Однако время шло, и напрасно деревенские дозоры до утомления в глазах вглядывались в дорожную даль.
Но однажды уже в сумерки к старосте, ненадолго спустившемуся в селение, прибежал парень из охранения, выставленного при в въезде в Дун-И:
– Японцы!
Лун Сян встрепенулся:
– Где? Сколько их?
– Не знаем. Пока один, – объяснял запыхавшийся гонец, – наши взяли его, когда он пробирался в деревню. Наверное, их разведчик.
Скоро перед старостой и бойцами отряда самообороны стоял уставший солдат. Пыль лежала даже на его впалых щеках, взгляд был потухший, форма в нескольких местах порвана. Оружия у задержанного не было. Первое, что он сделал, жестом попросил воды. Возвратив с поклоном кружку, он начал что-то говорить, горячо, то яростно, то умоляюще. Но никто, к кому он обращался, японского языка не знал. Лун Сян, который мог припомнить десятка два слов, тоже не понимал пленного. Пришлось посылать за старым Ян Синем, имевшим когда-то дела с японскими фирмами и сохранившим способность общаться с иноземцами. Только после его прихода начался допрос.
– Солдат, его зовут Сэкита, говорит, что он не разведчик, что он сам, добровольно, пришел сюда, – объяснил Ян, – чтобы попросить прощения у жителей деревни за те злодеяния, которые совершили здесь его соотечественники. Он против войны, против насилия. У него мирная профессия – художник. Его насильно мобилизовали, а три дня назад заставили стрелять в ваших людей. Но он палил в воздух.

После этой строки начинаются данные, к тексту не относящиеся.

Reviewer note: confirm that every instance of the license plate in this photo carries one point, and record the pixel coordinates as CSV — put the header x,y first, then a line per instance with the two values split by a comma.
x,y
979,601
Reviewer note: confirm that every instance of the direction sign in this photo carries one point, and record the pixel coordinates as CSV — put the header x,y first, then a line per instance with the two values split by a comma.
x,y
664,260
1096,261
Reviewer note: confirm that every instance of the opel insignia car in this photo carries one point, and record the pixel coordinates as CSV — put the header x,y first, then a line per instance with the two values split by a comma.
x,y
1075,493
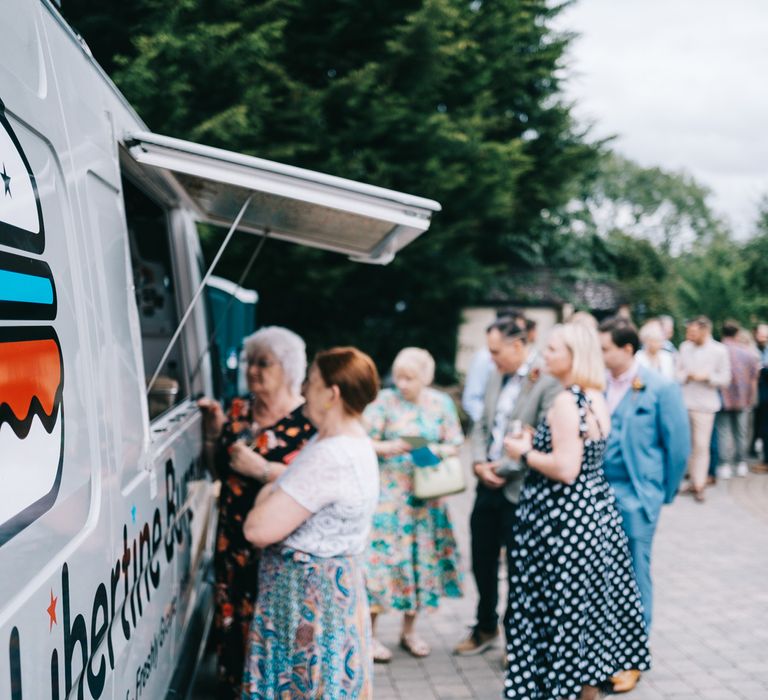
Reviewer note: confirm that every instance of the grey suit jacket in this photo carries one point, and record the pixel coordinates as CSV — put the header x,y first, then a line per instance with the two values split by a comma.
x,y
532,403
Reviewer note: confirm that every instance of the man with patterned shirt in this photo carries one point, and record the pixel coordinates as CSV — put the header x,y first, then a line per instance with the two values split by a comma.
x,y
738,397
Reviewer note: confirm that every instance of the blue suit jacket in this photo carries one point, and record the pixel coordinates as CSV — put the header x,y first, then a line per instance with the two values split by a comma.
x,y
654,441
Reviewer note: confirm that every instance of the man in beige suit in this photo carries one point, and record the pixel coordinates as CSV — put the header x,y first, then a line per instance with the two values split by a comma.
x,y
517,394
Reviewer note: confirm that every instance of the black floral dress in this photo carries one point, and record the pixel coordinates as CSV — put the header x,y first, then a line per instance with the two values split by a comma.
x,y
236,561
574,616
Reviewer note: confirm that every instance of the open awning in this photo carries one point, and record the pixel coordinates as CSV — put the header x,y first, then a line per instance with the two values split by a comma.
x,y
367,223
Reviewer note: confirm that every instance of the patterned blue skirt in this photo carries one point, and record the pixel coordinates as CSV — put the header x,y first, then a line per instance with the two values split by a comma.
x,y
311,633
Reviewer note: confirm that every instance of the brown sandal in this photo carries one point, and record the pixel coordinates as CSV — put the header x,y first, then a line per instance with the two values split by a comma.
x,y
381,654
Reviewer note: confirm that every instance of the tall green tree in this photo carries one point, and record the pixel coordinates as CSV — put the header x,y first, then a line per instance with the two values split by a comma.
x,y
450,99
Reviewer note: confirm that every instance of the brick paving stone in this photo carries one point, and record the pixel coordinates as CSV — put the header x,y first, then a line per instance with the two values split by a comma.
x,y
710,639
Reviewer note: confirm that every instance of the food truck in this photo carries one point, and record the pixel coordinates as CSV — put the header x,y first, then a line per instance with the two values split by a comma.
x,y
107,516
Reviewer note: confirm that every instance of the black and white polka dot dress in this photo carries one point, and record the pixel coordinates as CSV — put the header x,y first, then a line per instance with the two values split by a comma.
x,y
574,616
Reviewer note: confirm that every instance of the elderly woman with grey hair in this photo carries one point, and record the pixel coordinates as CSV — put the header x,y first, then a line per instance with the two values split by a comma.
x,y
653,354
412,559
249,446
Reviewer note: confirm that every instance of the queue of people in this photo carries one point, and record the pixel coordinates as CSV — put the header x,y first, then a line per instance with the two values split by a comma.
x,y
575,452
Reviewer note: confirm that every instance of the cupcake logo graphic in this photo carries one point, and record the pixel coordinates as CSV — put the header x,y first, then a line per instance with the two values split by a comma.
x,y
31,366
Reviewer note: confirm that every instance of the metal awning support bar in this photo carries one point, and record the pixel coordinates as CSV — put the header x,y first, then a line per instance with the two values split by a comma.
x,y
223,316
199,291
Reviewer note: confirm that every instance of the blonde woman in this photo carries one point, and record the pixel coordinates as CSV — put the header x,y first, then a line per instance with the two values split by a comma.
x,y
574,618
412,558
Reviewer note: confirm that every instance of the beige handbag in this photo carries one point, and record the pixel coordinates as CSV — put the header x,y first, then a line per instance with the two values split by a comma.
x,y
442,479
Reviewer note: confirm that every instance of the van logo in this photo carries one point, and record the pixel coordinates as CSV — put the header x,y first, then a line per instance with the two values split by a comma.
x,y
31,364
21,216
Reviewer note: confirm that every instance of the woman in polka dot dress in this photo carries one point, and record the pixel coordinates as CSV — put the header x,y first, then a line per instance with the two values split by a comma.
x,y
574,617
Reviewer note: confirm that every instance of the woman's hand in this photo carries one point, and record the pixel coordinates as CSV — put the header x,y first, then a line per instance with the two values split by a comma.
x,y
392,448
516,446
213,417
247,462
486,472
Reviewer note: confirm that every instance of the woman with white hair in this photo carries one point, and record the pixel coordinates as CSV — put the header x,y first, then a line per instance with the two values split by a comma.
x,y
653,354
412,559
249,446
574,617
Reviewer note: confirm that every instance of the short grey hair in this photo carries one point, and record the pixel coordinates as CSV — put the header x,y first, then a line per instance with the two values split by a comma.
x,y
287,347
419,360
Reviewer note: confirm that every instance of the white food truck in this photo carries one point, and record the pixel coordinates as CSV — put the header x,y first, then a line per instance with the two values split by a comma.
x,y
106,514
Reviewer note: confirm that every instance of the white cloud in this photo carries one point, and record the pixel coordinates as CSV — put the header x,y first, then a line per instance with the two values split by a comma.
x,y
682,83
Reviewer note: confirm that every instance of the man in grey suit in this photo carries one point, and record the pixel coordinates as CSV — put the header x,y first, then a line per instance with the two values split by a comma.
x,y
517,394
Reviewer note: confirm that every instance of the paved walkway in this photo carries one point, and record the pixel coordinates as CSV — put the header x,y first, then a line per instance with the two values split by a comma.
x,y
710,635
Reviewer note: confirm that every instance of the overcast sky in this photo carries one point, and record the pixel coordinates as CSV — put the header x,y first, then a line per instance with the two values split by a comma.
x,y
684,85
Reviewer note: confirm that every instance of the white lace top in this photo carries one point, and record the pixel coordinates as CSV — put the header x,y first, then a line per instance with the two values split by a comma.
x,y
336,478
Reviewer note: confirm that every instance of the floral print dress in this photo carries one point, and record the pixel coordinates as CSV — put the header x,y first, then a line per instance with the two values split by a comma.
x,y
412,558
236,562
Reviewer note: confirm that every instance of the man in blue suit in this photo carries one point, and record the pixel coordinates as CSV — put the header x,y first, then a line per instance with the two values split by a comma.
x,y
646,454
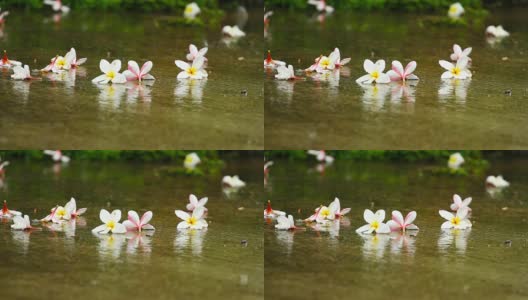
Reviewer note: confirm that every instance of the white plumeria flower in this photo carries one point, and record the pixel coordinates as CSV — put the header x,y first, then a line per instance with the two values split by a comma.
x,y
233,31
497,181
458,221
57,5
321,6
135,73
111,72
192,71
375,222
71,206
458,71
57,156
191,10
194,203
269,62
285,73
233,181
7,213
398,223
137,224
71,56
496,31
375,72
2,16
337,55
192,221
455,160
321,156
111,222
284,223
21,73
8,63
458,203
399,73
458,53
455,10
272,213
191,161
195,53
21,223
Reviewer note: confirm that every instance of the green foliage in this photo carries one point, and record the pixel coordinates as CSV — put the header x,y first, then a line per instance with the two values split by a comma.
x,y
402,5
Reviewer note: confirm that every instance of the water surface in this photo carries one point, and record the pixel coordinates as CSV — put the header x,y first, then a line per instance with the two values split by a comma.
x,y
334,262
334,112
170,264
68,111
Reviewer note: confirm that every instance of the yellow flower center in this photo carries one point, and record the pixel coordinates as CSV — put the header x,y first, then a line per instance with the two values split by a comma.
x,y
192,221
110,225
192,71
374,225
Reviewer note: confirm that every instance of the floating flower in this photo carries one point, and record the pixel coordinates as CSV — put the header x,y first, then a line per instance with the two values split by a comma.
x,y
191,161
2,16
336,54
375,72
321,6
497,182
458,71
191,11
272,213
398,223
458,221
111,222
195,53
375,222
21,223
71,206
455,160
399,73
8,63
137,224
22,73
194,71
194,203
71,56
7,213
57,156
455,10
459,204
497,31
286,73
458,53
111,72
57,5
192,221
233,181
233,31
285,223
272,63
321,156
135,73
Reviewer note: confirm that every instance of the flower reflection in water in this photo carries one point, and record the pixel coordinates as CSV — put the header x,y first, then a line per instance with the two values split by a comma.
x,y
457,236
189,238
454,88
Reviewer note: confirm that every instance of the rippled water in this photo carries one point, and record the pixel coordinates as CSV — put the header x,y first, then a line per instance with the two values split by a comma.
x,y
69,111
334,262
70,261
334,112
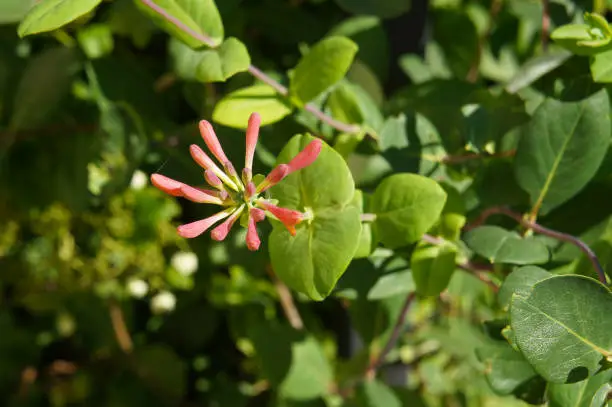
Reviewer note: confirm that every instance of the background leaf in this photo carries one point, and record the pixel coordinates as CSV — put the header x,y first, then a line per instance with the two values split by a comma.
x,y
325,64
49,15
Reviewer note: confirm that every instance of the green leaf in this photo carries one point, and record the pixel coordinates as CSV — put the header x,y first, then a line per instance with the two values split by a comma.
x,y
460,51
433,267
406,207
45,82
322,67
601,67
563,327
535,68
562,148
499,245
571,36
215,65
506,370
310,374
371,38
49,15
200,16
236,107
159,364
294,363
13,11
315,258
326,185
602,396
392,284
96,40
374,393
520,282
380,8
579,394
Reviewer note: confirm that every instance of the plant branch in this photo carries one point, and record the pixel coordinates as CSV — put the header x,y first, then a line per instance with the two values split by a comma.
x,y
253,70
564,237
120,328
286,301
397,330
545,24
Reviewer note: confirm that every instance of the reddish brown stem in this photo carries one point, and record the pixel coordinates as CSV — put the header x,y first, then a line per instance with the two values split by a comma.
x,y
564,237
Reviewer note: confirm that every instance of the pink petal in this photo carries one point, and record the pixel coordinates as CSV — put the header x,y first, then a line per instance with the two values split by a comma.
x,y
274,177
199,196
176,188
250,190
167,185
204,161
212,179
251,139
230,170
258,214
220,232
212,142
195,229
252,238
288,217
307,156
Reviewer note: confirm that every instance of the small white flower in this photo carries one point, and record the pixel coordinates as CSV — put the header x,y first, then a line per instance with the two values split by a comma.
x,y
137,288
139,180
185,263
163,302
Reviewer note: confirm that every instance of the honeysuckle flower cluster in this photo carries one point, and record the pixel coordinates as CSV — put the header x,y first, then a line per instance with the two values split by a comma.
x,y
237,195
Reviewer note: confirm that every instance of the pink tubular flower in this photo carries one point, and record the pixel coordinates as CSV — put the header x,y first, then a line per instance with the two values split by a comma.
x,y
212,142
252,239
288,217
176,188
241,194
195,229
251,141
220,232
274,177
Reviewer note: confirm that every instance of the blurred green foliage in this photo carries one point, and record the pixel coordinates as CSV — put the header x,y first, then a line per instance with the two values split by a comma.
x,y
500,103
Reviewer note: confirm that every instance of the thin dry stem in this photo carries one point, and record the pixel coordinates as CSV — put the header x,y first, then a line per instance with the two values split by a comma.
x,y
286,301
124,340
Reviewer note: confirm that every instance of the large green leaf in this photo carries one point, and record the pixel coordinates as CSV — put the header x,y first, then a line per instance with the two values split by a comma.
x,y
13,11
315,258
601,397
236,107
406,207
195,18
49,15
380,8
601,67
499,245
215,65
323,66
433,267
392,284
505,368
562,148
535,68
520,282
563,327
579,394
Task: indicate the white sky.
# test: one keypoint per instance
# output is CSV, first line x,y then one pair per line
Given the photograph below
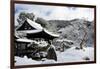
x,y
56,12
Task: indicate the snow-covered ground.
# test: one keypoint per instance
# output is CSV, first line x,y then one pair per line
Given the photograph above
x,y
69,55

Все удивленно слушали странного вражеского солдата.
– Главное, – говорил Сэкита через переводчика, – он пришел предупредить: в казармах тщательно готовятся к карательной экспедиции. Не хочу новой бойни, поэтому ушел. Мне стыдно, что я японец. Простите, если сможете, меня…
– Похоже, он не врет, – неуверенно промолвил Чжао.
– Да, действительно, на шпиона не похож, – сказал староста, которого глубоко тронуло признание японца. – Что будем с ним делать?
Бойцы отряда молчали, ожидая окончательного решения от своего командира.
– Дайте ему на дорогу еду, и пусть идет на все четыре стороны, – сказал староста под общий гул одобрения и, обращаясь к Яну, добавил, – объясни: он свободен и может следовать своим путем. Мы мирных людей не трогаем.
Ян и Сэкита обменялись фразами. Со стороны могло показаться, что они спорят.
– Он не хочет уходить, – сказал переводчик. – Говорит, что пришел к нам, чтобы искупить свою вину, готов делать любую работу, хочет помогать защищать деревню.
– Вот видишь, а ты стыдишься, что японец, – задумчиво проговорил староста. – Пока есть такие японцы, как ты, за народ стыдиться нечего. Не в национальности беда, у всех есть палачи и авантюристы. Вот им-то воли давать нельзя!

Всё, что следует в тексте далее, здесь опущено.